Figure 6.

Increased ROS production drives HIF stabilization and tumor progression in BNip3 null tumors

1. Staining of frozen sections of wild-type and BNip3 null tumors at d35 for dihydroethidine (n = 4 for each genotype) and of FFPE sections for 8-hydroxyguanine (8-OHdG) at d80 (n = 4 for each genotype). Scale bar is 50 μm.
2. Quantification of staining for DHE and 8-OHdG presented in (A).
3. Flow cytometric analysis of mitochondrial ROS using MitoSOX fluorescent probe (n = 4 for each genotype).
4. Quantification of total levels of reduced and oxidized glutathione, glycine and cysteine in wild-type and BNip3 null tumor cells (3 biological replicates and 3 experimental replicates).
5. Effect of BHA diet supplementation on MMTV-PyMT tumor volume in wild-type (n = 12) and BNip3 null (n = 19) mice.
6. Immunohistochemical staining for Ki67 on wild-type and BNip3 null tumors at d80 having been fed regular chow or BHA-supplemented chow from d65 (n = 4 for each genotype and treatment).
7. Immunohistochemical staining for Hif-1α on BNip3 null tumors at d80 having been fed regular chow or BHA-supplemented chow from d65 (n = 4 for each treatment).
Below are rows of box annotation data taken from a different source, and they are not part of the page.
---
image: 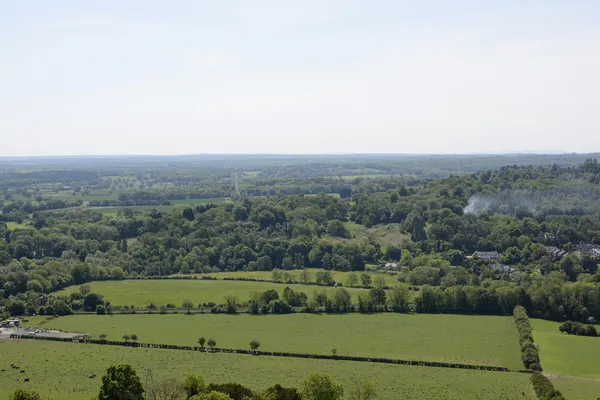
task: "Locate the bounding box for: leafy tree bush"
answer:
[207,383,254,400]
[98,364,144,400]
[182,374,206,399]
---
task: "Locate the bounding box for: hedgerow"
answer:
[513,306,542,371]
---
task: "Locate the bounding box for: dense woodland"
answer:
[0,156,600,323]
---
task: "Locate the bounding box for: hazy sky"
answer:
[0,0,600,156]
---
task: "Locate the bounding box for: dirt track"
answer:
[0,328,84,340]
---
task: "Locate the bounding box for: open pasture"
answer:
[531,319,600,380]
[34,313,521,369]
[0,341,535,400]
[183,268,403,286]
[55,279,376,308]
[550,378,600,400]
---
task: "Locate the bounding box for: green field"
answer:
[6,221,29,231]
[327,222,410,246]
[89,197,230,216]
[551,379,600,400]
[170,197,231,205]
[55,279,376,307]
[0,341,534,400]
[531,319,600,378]
[183,268,403,286]
[30,313,521,369]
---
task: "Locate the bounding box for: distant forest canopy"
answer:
[0,156,600,321]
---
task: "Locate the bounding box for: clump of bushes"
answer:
[558,321,598,337]
[513,306,542,371]
[531,372,565,400]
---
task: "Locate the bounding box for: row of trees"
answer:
[513,306,542,371]
[558,321,598,337]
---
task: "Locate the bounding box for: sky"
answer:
[0,0,600,156]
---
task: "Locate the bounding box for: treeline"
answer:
[10,334,512,373]
[0,199,83,223]
[88,200,173,207]
[119,185,233,202]
[0,160,600,322]
[558,321,598,337]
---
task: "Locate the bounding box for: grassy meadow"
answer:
[29,313,521,369]
[183,268,403,286]
[531,319,600,378]
[54,279,378,308]
[550,378,600,400]
[0,341,535,400]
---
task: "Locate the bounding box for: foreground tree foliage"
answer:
[98,364,144,400]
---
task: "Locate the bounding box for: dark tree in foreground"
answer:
[98,364,144,400]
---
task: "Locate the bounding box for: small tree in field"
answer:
[207,339,217,350]
[348,381,377,400]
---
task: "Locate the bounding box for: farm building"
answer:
[473,251,500,261]
[490,263,515,274]
[575,244,600,260]
[544,246,569,260]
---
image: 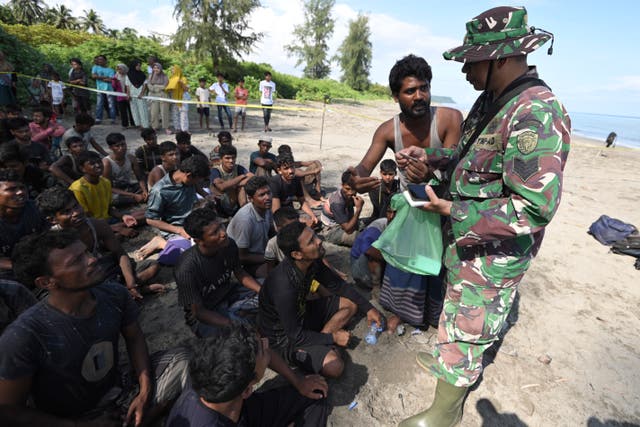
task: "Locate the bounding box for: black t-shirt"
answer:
[0,283,138,417]
[269,175,304,207]
[173,238,240,325]
[258,258,373,351]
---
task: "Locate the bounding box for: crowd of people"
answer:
[0,7,570,427]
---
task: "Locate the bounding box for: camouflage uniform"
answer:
[427,68,571,387]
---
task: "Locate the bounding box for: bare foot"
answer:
[133,236,167,261]
[387,314,402,334]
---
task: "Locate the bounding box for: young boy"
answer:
[49,136,87,186]
[269,155,318,225]
[210,145,253,217]
[196,77,211,130]
[69,151,144,237]
[36,187,164,299]
[321,171,364,246]
[147,141,178,191]
[233,77,249,132]
[369,159,400,220]
[102,133,149,206]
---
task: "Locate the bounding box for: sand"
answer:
[86,101,640,426]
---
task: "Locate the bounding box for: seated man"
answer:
[249,136,276,176]
[174,209,260,338]
[134,129,164,176]
[227,176,275,278]
[320,171,364,246]
[36,187,164,299]
[176,131,207,161]
[258,222,384,378]
[147,141,178,191]
[102,133,148,206]
[369,159,400,221]
[210,145,253,217]
[269,155,318,224]
[62,113,108,157]
[29,107,65,151]
[165,324,329,427]
[0,169,47,279]
[0,231,188,426]
[49,136,87,186]
[278,144,324,208]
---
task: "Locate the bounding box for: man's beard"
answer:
[399,100,431,119]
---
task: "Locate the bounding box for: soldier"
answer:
[396,7,571,427]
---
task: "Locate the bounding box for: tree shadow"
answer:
[476,399,527,427]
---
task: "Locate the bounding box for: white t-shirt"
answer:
[47,82,64,105]
[209,82,229,103]
[260,80,276,105]
[196,87,211,108]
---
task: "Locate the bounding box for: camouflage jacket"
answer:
[426,70,571,286]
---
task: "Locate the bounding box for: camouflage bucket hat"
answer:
[442,6,552,62]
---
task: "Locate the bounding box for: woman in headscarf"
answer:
[125,59,149,128]
[111,64,136,129]
[147,62,171,133]
[164,65,188,134]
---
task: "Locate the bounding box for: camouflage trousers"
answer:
[431,267,524,387]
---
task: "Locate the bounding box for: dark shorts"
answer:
[290,295,340,374]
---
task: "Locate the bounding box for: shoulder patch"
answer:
[516,130,538,155]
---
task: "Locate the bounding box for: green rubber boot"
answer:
[416,351,437,374]
[398,380,467,427]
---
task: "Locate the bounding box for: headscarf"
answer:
[164,65,187,107]
[127,59,147,88]
[149,62,169,86]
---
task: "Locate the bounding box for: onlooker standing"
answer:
[260,71,276,132]
[111,64,135,128]
[209,73,233,129]
[233,77,249,132]
[147,62,171,130]
[124,59,149,129]
[196,77,211,129]
[91,55,116,124]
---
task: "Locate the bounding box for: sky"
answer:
[17,0,640,116]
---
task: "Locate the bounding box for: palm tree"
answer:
[9,0,46,25]
[47,5,78,30]
[80,9,107,34]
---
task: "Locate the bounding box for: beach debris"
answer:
[538,354,552,365]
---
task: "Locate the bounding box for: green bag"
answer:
[372,193,442,276]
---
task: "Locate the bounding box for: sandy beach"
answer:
[86,101,640,426]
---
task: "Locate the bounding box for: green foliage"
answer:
[173,0,262,69]
[285,0,335,79]
[337,15,372,90]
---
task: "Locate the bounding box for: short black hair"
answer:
[178,156,211,178]
[183,206,218,239]
[140,128,157,141]
[273,206,300,228]
[218,145,238,158]
[11,230,78,289]
[277,221,307,258]
[189,322,260,403]
[176,130,191,144]
[36,186,76,218]
[380,159,398,174]
[244,176,269,197]
[158,141,178,156]
[389,54,433,95]
[76,113,96,126]
[78,150,102,168]
[107,132,127,147]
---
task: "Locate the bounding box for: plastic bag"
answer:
[372,194,442,276]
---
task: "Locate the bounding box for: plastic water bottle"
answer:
[364,322,382,345]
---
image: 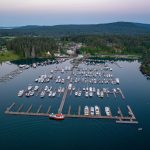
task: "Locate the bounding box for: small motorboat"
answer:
[49,113,65,120]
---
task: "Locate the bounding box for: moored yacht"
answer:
[49,113,65,120]
[84,106,89,116]
[95,105,100,115]
[90,107,94,116]
[105,107,111,116]
[18,90,24,97]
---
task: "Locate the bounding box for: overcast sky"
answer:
[0,0,150,26]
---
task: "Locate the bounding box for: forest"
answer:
[6,37,58,58]
[0,34,150,74]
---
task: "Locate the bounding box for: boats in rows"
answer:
[95,105,100,115]
[90,107,94,116]
[49,113,65,120]
[105,107,111,116]
[84,106,89,116]
[18,90,24,97]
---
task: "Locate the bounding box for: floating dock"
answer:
[5,103,138,124]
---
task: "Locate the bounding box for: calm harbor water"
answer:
[0,61,150,150]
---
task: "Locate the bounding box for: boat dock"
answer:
[0,68,23,82]
[5,103,138,124]
[58,85,68,113]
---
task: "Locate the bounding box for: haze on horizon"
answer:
[0,0,150,26]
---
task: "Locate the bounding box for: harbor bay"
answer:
[0,59,150,149]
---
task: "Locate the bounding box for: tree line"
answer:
[6,37,57,58]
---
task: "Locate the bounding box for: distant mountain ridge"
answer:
[0,22,150,37]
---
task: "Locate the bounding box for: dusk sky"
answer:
[0,0,150,26]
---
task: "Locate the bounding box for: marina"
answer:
[5,58,138,124]
[5,103,138,124]
[0,59,149,149]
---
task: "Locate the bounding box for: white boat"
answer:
[78,91,82,96]
[18,90,24,97]
[29,90,34,96]
[28,85,33,91]
[90,107,94,116]
[68,83,72,90]
[84,106,89,116]
[105,107,111,116]
[89,92,93,97]
[85,92,89,97]
[32,63,36,68]
[52,91,56,97]
[72,86,76,91]
[61,79,65,84]
[75,91,78,96]
[44,86,49,91]
[48,91,53,97]
[100,91,104,98]
[40,91,46,98]
[116,78,120,84]
[61,87,65,93]
[34,85,39,91]
[89,87,93,92]
[95,105,100,115]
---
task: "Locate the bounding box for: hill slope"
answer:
[0,22,150,37]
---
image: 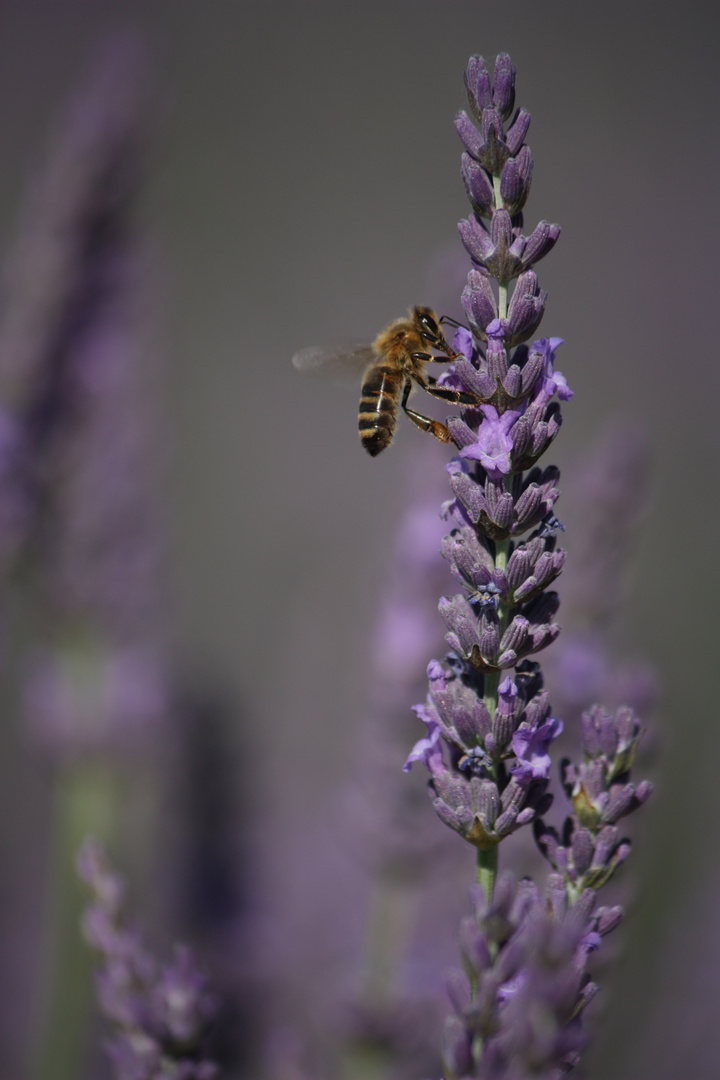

Scale bar is 100 μm.
8. qPCR for expression of key Hif target genes and other growth-related genes in tumors from wild-type and BNip3 null mice at d80 having been fed regular chow or BHA-supplemented chow from d65 (performed in triplicate).

Data information: Results are expressed as the mean ± SEM. *P < 0.05, **P < 0.01, ***P < 0.001, ****P < 0.0001.